Nunca fizeram piadas que subestimam a minha inteligência por ser homem.
Quando cometo alguma gafe no trânsito ninguém diz “Tinha que ser um homem".
Ninguém acha que o meu corpo serve exclusivamente para dar prazer ao sexo oposto.
Ninguém acha que terei de ser submisso a uma futura esposa.
Nunca fui julgado por beber cerveja numa roda onde eu era o único homem.
Nunca me encaixo como público-alvo nas propagandas de produtos de limpeza.
Sempre me encaixo como público-alvo nas propagandas de cerveja.
Nunca me perguntaram se a minha namorada me deixa cortar o cabelo. Eu corto quando quero e as pessoas entendem isso.
A sociedade não separa as pessoas do meu sexo em “para casar” e “para putaria”.
Quando eu digo “Não”, ninguém acha que estou fazendo charme. Não é não.
Não preciso regrar as minhas roupas para evitar que uma mulher peque ou caia em tentação.

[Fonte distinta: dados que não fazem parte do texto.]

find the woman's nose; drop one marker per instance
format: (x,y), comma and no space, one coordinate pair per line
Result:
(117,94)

As pessoas do meu sexo não são violadas a cada 12 segundos no Brasil.
As pessoas do meu sexo não são violadas por uma multidão nas manifestações no Egito.
Independente de sermos homem ou mulher, é fundamental admitir que a sociedade INTEIRA precisa de refletir sobre os (pre)conceitos de papeis de género e a questão dos Direitos Humanos que lhe está associada.
Projeto 5760*, 6 de março de 2014 (texto com adaptações)
*O projeto 5760 visa enfatizar a violência contra a mulher no Brasil, sensibilizar a sociedade dando um novo enfoque ao problema, gerar debates e mobilizações, informar e exigir melhores estruturas para acolher as mulheres em risco.